Includes the official police report on property crime in Papamoa (burglary, attempted burglary, vehicle break-ins, vehicle thefts), safety advice, and community updates. This is the verified source, unlike social media posts which PNS notes are often exaggerated or second-hand.
Window stickers, letterbox stickers, and lamppost warning signs for your street. These act as a visible deterrent and signal to other residents that the street is covered by an active group.
Filled with information sheets, local emergency numbers, crime prevention advice, and contact details for your street group. Practical, not promotional.
Many street groups organise Christmas parties, BBQs, and casual catch-ups. This is the part that sounds like a nice bonus but turns out to be the foundation. Knowing your neighbours by name is what makes the crime prevention side actually work.
There are two ways to get involved. You can join as an individual household if your street already has an existing group. Or, if your street does not have a group yet, you can volunteer to become the street coordinator and help form one. The second option is particularly needed in newer Papamoa East subdivisions where development is outpacing community infrastructure.
Email nspapamoa@wbopns.org.nz or call 027 271 3772. Let him know your street and whether you want to join an existing group or start a new one.
Bruce and Community Constable Adrian Oldham hold "whistle-stop, 30-minute driveway meetings" with new volunteer street coordinators. All neighbours on the street are invited. It is short, informal, and covers how the system works.
Group members share basic contact information with each other. This stays within the group. You then start receiving the e-newsletter and crime alerts.
Once the group is established, stickers go on windows and letterboxes, and a Neighbourhood Support sign is posted on a lamppost in the street. Your street is now visibly part of the network.

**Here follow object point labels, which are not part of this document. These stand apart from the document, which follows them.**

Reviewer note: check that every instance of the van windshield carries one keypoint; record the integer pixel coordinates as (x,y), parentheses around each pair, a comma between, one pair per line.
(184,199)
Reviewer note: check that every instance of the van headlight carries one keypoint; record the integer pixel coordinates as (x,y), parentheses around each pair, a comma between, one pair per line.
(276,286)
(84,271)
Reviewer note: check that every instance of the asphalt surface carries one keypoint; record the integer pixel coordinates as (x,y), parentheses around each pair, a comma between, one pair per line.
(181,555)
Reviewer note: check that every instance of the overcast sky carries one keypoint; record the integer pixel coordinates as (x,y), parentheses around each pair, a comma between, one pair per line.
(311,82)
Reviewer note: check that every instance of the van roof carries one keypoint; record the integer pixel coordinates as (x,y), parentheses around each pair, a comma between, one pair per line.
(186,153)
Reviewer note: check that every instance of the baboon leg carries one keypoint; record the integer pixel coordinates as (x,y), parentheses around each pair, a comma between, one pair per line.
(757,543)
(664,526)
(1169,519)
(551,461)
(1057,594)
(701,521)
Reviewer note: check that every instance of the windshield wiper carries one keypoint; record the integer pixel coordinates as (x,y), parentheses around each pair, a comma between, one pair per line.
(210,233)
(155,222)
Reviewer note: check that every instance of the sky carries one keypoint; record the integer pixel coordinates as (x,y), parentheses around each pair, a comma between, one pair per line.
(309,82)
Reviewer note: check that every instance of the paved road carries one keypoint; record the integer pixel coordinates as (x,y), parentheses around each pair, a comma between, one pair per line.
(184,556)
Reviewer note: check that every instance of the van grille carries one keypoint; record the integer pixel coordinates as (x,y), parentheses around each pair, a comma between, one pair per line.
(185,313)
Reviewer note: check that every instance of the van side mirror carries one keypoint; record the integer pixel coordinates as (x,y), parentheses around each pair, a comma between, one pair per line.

PNS coverage is strong across established Papamoa streets but thins out significantly in newer subdivisions, particularly in Papamoa East and areas around Golden Sands and Te Tumu. These are exactly the areas where coverage matters most: new streets in construction zones attract opportunistic theft, and residents who have just moved in do not yet know their neighbours.
Banks has called specifically for volunteers in these newer areas. If you are among the first residents on a new street, forming a Neighbourhood Support group early sets the tone for the entire street as it fills up. The PNS team provides all the resources and support needed. The main requirement is simply a willingness to be the contact point.
PNS makes a pointed observation about social media crime posts: many are exaggerated, based on second-hand information, or posted instead of making an actual police report. Unless an offence is reported through proper channels (111 for emergencies, 105 for non-urgent), police cannot investigate, track patterns, or deploy resources. The PNS fortnightly newsletter contains the official property crime data direct from the police sergeant. Social media posts, no matter how many likes they get, do not count as police reports.
Neighbourhood Support is part of a national organisation that originated from New York City Police in 1977 and reached New Zealand in the 1990s. It was originally called Neighbourhood Watch but rebranded to better reflect the broader community support role. In 2001, Neighbourhood Support NZ signed a Memorandum of Understanding with NZ Police, formalising the partnership.
In the Western Bay of Plenty, around 14,500 people are members across Tauranga, Mount Maunganui, Papamoa, and Te Puke. Papamoa's nearly 6,000 member households represent a significant share of the total. The organisation also works with Fire and Emergency NZ and Bay of Plenty Civil Defence, which means the same street group structure used for crime prevention also functions as a communication channel during natural disasters and emergencies.